TAR Torino, 03.05.2018 n. 514

La Pubblica amministrazione è tenuta ad applicare le regole fissate nella lex specialis di gara, non essendo ammessa, di norma, la sua disapplicazione (ex plurimis, T.A.R. Puglia, Bari, sez. I, 5 ottobre 2017, n. 1019.)
Sotto connesso profilo alla Stazione appaltante è precluso rendere “chiarimenti” che, lungi dal limitarsi a precisare il significato e/o la ratio della lex specialis di gara, si sostituiscano a quest’ultima, attribuendole un significato ed una portata diverse e maggiori di quelle risultanti dal testo. Secondo il consolidato orientamento della giurisprudenza amministrativa, infatti, “è da escludere che nelle gare pubbliche la stazione appaltante possa, con chiarimenti, modificare o integrare la disciplina di gara, pervenendo ad una sostanziale disapplicazione della lex specialis del concorso; i chiarimenti sono infatti ammissibili se contribuiscono, con un’operazione di interpretazione del testo, a renderne chiaro e comprensibile il significato e/o la ratio, ma non quando si giunge ad attribuire ad una disposizione del bando un significato ed una portata diversi da quelli che risultano dal testo stesso, in tal caso violandosi il principio formale della lex specialis, posto a garanzia dei principi di cui all’art. 97 Cost.” (Consiglio di Stato, sez. III, 10 maggio 2017, n. 2172).
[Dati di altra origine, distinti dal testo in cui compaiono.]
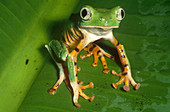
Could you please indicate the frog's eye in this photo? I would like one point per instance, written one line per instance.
(120, 14)
(85, 13)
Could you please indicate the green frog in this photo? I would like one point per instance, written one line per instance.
(91, 25)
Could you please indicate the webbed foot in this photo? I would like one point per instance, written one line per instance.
(126, 78)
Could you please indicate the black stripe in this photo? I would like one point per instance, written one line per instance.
(125, 65)
(125, 73)
(111, 56)
(91, 48)
(117, 44)
(98, 52)
(72, 36)
(101, 56)
(67, 37)
(76, 33)
(123, 56)
(77, 50)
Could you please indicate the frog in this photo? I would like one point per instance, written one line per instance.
(84, 29)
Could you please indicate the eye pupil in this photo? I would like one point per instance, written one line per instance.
(120, 14)
(84, 13)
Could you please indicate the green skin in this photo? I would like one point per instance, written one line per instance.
(101, 18)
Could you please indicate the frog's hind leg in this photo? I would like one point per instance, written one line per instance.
(75, 84)
(53, 90)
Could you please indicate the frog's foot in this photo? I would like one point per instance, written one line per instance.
(85, 96)
(90, 85)
(52, 91)
(98, 53)
(126, 78)
(77, 90)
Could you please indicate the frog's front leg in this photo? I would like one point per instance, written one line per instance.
(98, 53)
(76, 87)
(125, 76)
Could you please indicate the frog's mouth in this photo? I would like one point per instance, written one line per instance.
(102, 27)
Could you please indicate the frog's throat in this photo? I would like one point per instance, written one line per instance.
(103, 27)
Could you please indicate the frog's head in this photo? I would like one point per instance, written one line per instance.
(101, 18)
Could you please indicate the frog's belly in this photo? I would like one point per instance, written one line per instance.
(93, 34)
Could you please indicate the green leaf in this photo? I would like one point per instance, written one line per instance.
(25, 26)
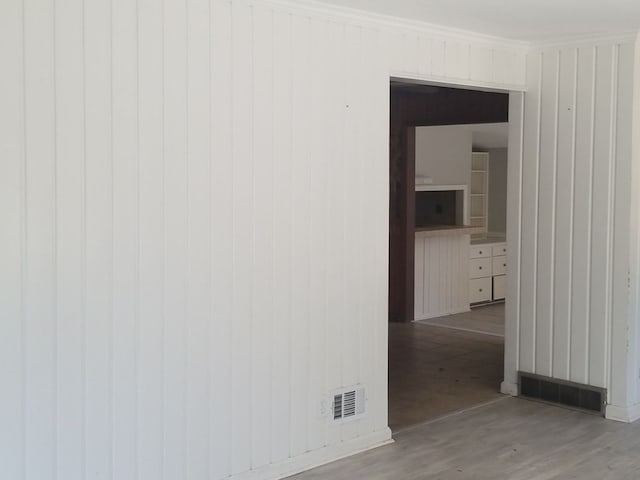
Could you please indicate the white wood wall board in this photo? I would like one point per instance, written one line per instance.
(300, 261)
(319, 220)
(151, 240)
(564, 207)
(221, 191)
(545, 287)
(528, 254)
(40, 322)
(457, 60)
(70, 235)
(354, 198)
(338, 282)
(424, 55)
(419, 279)
(441, 277)
(156, 281)
(199, 247)
(480, 63)
(283, 222)
(243, 217)
(621, 362)
(125, 239)
(176, 167)
(581, 247)
(438, 61)
(263, 235)
(333, 160)
(12, 211)
(514, 240)
(600, 289)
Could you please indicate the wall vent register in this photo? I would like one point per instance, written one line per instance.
(348, 404)
(575, 395)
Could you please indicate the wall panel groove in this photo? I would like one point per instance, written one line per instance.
(196, 202)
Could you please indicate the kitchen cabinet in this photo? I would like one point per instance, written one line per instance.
(487, 272)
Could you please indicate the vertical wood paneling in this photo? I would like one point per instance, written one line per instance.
(125, 239)
(564, 207)
(243, 254)
(12, 194)
(318, 103)
(99, 238)
(546, 214)
(581, 242)
(40, 322)
(199, 325)
(599, 293)
(263, 236)
(176, 168)
(70, 151)
(349, 104)
(202, 237)
(283, 208)
(368, 127)
(528, 254)
(338, 284)
(514, 240)
(621, 361)
(222, 240)
(300, 235)
(442, 275)
(151, 240)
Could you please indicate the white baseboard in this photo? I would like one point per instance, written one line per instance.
(427, 316)
(316, 458)
(509, 388)
(626, 414)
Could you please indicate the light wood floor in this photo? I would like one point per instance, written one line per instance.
(511, 438)
(434, 371)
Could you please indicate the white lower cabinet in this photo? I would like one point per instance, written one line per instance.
(487, 272)
(480, 290)
(499, 287)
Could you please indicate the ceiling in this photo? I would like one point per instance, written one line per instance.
(526, 20)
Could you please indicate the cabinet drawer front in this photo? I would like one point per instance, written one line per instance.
(480, 290)
(499, 266)
(499, 250)
(499, 287)
(479, 251)
(479, 267)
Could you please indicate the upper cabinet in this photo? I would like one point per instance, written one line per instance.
(479, 191)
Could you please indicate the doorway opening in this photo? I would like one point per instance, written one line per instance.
(443, 356)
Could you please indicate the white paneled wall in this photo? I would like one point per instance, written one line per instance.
(441, 275)
(194, 211)
(573, 217)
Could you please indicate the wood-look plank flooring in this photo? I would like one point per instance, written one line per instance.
(488, 319)
(434, 371)
(510, 438)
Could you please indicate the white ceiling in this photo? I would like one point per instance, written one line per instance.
(527, 20)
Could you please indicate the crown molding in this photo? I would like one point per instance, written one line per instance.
(365, 18)
(582, 40)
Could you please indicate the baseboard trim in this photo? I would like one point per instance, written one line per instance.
(317, 458)
(454, 311)
(509, 388)
(622, 414)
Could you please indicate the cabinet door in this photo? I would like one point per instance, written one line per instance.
(499, 265)
(480, 290)
(479, 267)
(479, 251)
(499, 287)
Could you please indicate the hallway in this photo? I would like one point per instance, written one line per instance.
(434, 371)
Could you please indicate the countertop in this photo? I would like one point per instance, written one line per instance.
(442, 230)
(489, 239)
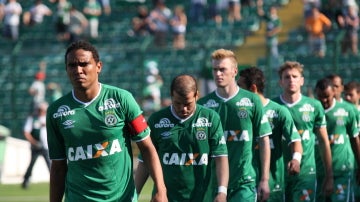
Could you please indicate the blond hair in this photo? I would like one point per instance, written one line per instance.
(220, 54)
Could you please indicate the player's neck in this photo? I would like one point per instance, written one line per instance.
(86, 95)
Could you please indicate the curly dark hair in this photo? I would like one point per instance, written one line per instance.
(85, 45)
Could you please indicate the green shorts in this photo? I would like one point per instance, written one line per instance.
(245, 192)
(299, 189)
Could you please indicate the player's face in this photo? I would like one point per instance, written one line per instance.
(82, 69)
(184, 106)
(242, 84)
(224, 72)
(291, 81)
(352, 96)
(338, 87)
(326, 97)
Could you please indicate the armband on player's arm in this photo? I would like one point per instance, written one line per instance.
(297, 156)
(222, 189)
(138, 125)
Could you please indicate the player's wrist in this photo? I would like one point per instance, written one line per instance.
(222, 189)
(297, 156)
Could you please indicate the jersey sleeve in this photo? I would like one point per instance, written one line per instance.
(55, 140)
(217, 140)
(260, 120)
(136, 122)
(351, 127)
(289, 130)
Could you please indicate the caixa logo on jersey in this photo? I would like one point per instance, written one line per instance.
(164, 123)
(109, 104)
(63, 110)
(245, 102)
Rileva inoltre che, ai fini dell’ammissione di un operatore economico alla procedura di gara, non trova applicazione il criterio del favor partecipationis, allorché detto operatore sia sprovvisto di un requisito richiesto da una norma di gara dal contenuto inequivocabile. Al riguardo, va osservato che “nelle gare pubbliche, il principio del “favor partecipationis” deve essere rapportato al concomitante principio della “par condicio” e con l’ulteriore principio secondo cui le amministrazioni devono prioritariamente mirare all’obiettivo di negoziare con controparti sicuramente attendibili e finanziariamente solide, in tal modo riducendo il rischio di dispersione ingiustificata di risorse pubbliche” (Consiglio di Stato, sez. V, 24 novembre 2016, n. 4960.)
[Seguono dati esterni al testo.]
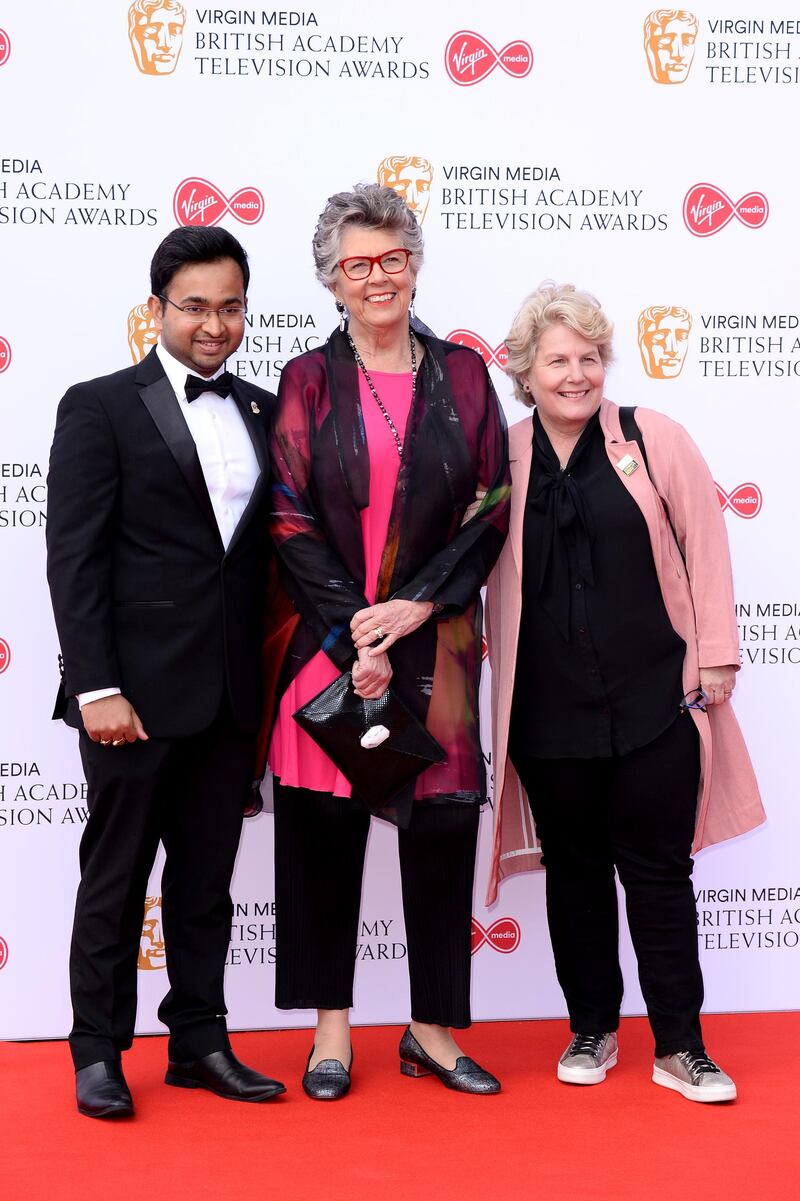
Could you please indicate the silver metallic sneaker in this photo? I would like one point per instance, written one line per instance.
(694, 1075)
(587, 1058)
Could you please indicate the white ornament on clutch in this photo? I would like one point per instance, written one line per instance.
(374, 736)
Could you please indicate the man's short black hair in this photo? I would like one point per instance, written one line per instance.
(193, 245)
Sotto altro aspetto, ai sensi dell’art. 83 del D.lgs. n. 50/2016 il concorrente deve possedere i requisiti di capacità tecnico professionale al momento della scadenza del termine per la presentazione dell’offerta, a pena di esclusione, atteso che “i requisiti individuati dalla Stazione Appaltante come necessari per l’ammissione alla procedura costituiscono elementi essenziali in mancanza dei quali è inibita la partecipazione alla gara” (T.A.R. Lazio, Roma, sez. III, 6 dicembre 2017, n. 12034).
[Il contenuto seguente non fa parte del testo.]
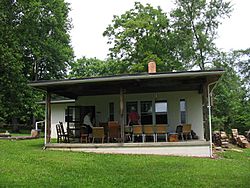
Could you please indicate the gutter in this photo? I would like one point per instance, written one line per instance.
(124, 78)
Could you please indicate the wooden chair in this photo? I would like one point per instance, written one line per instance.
(61, 136)
(98, 132)
(148, 130)
(64, 133)
(137, 131)
(84, 136)
(179, 132)
(161, 129)
(128, 133)
(186, 130)
(113, 130)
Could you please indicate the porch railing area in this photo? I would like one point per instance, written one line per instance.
(112, 132)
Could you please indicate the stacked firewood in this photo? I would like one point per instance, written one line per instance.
(220, 139)
(240, 140)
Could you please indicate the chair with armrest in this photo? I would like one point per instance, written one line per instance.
(137, 131)
(161, 129)
(148, 130)
(113, 131)
(61, 135)
(128, 133)
(186, 131)
(98, 133)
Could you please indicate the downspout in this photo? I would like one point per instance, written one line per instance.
(209, 93)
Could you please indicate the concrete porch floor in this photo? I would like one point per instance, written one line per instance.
(187, 148)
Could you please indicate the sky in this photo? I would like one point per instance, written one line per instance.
(90, 19)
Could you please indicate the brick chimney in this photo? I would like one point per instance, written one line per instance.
(151, 67)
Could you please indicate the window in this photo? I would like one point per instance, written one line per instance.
(68, 114)
(111, 111)
(146, 112)
(161, 112)
(183, 111)
(130, 106)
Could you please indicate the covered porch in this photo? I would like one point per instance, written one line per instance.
(145, 91)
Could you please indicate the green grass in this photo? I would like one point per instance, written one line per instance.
(25, 164)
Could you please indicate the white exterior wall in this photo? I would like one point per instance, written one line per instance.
(193, 107)
(58, 114)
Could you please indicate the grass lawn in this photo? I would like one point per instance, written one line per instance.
(24, 164)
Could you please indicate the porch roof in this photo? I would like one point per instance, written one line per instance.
(132, 83)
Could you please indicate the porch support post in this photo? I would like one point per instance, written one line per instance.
(205, 111)
(122, 113)
(47, 130)
(209, 94)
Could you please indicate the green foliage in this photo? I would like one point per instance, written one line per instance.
(25, 164)
(231, 104)
(141, 34)
(194, 24)
(93, 67)
(34, 44)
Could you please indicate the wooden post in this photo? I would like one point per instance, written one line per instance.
(48, 118)
(205, 112)
(122, 113)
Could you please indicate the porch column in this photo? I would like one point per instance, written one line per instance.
(47, 130)
(205, 111)
(122, 113)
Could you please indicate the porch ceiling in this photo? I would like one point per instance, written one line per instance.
(140, 83)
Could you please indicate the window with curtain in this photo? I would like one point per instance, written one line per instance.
(146, 112)
(161, 112)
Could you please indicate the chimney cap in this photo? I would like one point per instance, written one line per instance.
(151, 67)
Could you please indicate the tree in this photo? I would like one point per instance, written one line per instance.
(139, 35)
(195, 24)
(34, 44)
(231, 104)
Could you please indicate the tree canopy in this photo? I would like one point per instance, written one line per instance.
(142, 34)
(34, 45)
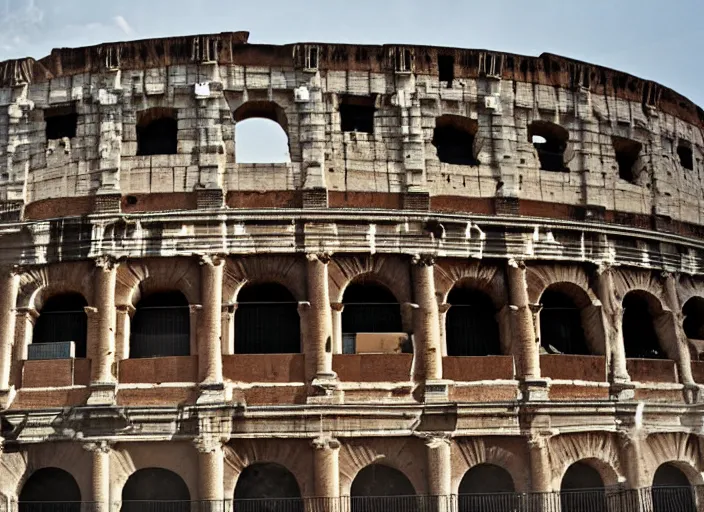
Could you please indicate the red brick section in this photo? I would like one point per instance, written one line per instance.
(373, 367)
(469, 369)
(275, 368)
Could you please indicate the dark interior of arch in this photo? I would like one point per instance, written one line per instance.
(453, 138)
(639, 336)
(161, 326)
(486, 479)
(370, 307)
(63, 318)
(693, 311)
(157, 132)
(561, 329)
(51, 485)
(267, 320)
(470, 324)
(551, 152)
(155, 484)
(672, 490)
(268, 481)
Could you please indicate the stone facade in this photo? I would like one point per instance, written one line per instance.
(95, 215)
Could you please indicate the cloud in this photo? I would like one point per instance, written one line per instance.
(122, 24)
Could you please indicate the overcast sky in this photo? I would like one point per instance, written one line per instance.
(658, 40)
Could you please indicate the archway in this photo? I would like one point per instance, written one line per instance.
(561, 330)
(370, 308)
(147, 490)
(487, 487)
(639, 335)
(380, 487)
(470, 324)
(62, 319)
(672, 490)
(161, 326)
(582, 489)
(267, 487)
(267, 320)
(49, 488)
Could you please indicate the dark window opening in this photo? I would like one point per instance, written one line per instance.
(583, 490)
(150, 489)
(157, 132)
(161, 326)
(686, 155)
(550, 140)
(357, 114)
(61, 122)
(672, 490)
(627, 155)
(446, 69)
(63, 318)
(561, 329)
(49, 490)
(470, 327)
(693, 324)
(454, 138)
(267, 320)
(639, 335)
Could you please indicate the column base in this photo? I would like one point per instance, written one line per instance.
(103, 393)
(436, 391)
(211, 393)
(622, 391)
(534, 390)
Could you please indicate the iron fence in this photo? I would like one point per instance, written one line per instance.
(655, 499)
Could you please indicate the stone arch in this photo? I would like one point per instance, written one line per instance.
(285, 270)
(600, 451)
(508, 454)
(179, 458)
(398, 453)
(295, 457)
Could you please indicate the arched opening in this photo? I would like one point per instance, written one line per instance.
(49, 488)
(267, 320)
(550, 140)
(149, 489)
(61, 320)
(380, 487)
(161, 326)
(639, 335)
(157, 132)
(261, 133)
(455, 139)
(672, 490)
(487, 487)
(470, 324)
(693, 324)
(267, 487)
(561, 330)
(371, 308)
(582, 489)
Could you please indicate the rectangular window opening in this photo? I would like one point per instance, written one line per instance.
(61, 122)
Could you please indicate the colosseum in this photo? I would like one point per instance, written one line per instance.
(477, 285)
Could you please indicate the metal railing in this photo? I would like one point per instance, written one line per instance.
(652, 499)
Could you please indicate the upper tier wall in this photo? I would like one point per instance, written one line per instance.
(302, 86)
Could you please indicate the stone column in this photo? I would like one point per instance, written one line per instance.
(9, 285)
(439, 463)
(326, 471)
(319, 318)
(104, 298)
(100, 478)
(210, 328)
(525, 346)
(427, 318)
(211, 462)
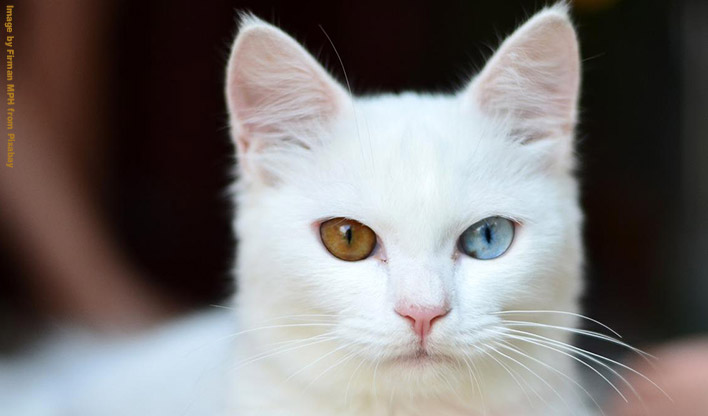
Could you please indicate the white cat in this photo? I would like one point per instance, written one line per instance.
(411, 254)
(392, 246)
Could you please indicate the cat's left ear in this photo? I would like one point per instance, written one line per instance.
(532, 80)
(277, 95)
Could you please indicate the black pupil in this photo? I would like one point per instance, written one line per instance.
(488, 233)
(348, 233)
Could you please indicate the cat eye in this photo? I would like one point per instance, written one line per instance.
(487, 239)
(347, 239)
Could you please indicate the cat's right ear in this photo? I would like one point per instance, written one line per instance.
(277, 95)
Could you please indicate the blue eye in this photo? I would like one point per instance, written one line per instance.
(487, 239)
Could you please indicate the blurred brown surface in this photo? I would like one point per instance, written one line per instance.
(150, 155)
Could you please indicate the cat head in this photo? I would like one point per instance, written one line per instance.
(396, 230)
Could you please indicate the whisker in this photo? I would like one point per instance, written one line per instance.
(279, 351)
(591, 334)
(509, 372)
(338, 363)
(512, 348)
(318, 360)
(525, 381)
(577, 315)
(526, 339)
(346, 392)
(537, 376)
(589, 355)
(472, 375)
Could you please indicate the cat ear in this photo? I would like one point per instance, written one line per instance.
(532, 80)
(277, 93)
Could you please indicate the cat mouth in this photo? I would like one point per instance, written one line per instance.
(421, 358)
Applicando i principi alla fattispecie concreta, si osserva che il disciplinare di gara subordinava inequivocabilmente l’ammissione alla procedura all’avvenuta esecuzione nel triennio 2014-2015-2016, senza contestazione, di almeno tre servizi analoghi, di cui almeno uno di importo non inferiore a € 950.000,00. Il tenore letterale di tale art. 12 del disciplinare non consente di inferire che il requisito in parola sia soddisfatto anche in ipotesi di svolgimento di un servizio analogo ricadente “almeno in parte” nel triennio indicato, indipendentemente dalla sua durata.
In tale situazione, costituiscono una vera e propria distorsione dell’art. 12 del disciplinare di gara i chiarimenti resi sull’erroneo presupposto che il concorrente potrebbe maturare in un momento successivo alla data di scadenza della presentazione dell’offerta il requisito di capacità tecnica richiesto dalla lex specialis. Al riguardo, viene in rilievo una non consentita operazione manipolativa della lex specialis di gara
Di conseguenza, l’ammissione della controinteressata alla selezione è conseguenza immediata e diretta della violazione della lex specialis di gara, poichè le referenze valutabili ai sensi della lex specialis,  maturate nel triennio 2014-2015- 2016, non erano isufficienti a integrare il possesso del requisito richiesto.